PLLPY
This is a wrapper for the phylogenetic likelihood library (libpll) of the Exelixis lab.
Installation
Requirements:
Installing libpll:
-
on Mac PLL can be installed via homebrew using the homebrew-science tap (this should also work for linuxbrew)
-
brew tap homebrew/homebrew-science -
brew install --HEAD libpll
-
-
GCC compiler versions 5 and above may need the -fgnu89-inline flag to compile libpll's inline functions, which are written in a pre-C99 style.
Quick start:
pllpy has a single class, pll. This wraps the pllInstance type of libpll. Initialising a pll object can be done as follows:
import pllpy
instance = pllpy.pll(alignment_file, partitions, starting_tree, nthreads, random_seed)
-
alignment_fileis a Phylip-formatted input alignment file, passed as a string -
partitionsis the RAxML-format partition list that associates a phylogenetic model (or models) to the alignment.
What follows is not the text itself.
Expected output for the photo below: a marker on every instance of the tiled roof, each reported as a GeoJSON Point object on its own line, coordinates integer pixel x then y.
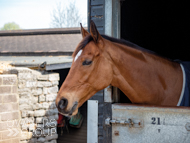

This format is described in the RAxML manual - it's the format of the file passed by-qto RAxML. There is an example below. The value must be either a string filepath pointing to a file containing the partition description, or a string containing the partition description directly. -
starting_treeis one of three choices. If it is a string, then it must be a file path pointing to a newick-formatted tree file. Otherwise it should beTrue, to generate a parsimony tree, orFalse, to generate a random tree. -
nthreadssets the number of threads the pllInstance can use, ifpllpyis linked to a multithreaded build of libpll. -
random_seedis passed to the libpll random number generator.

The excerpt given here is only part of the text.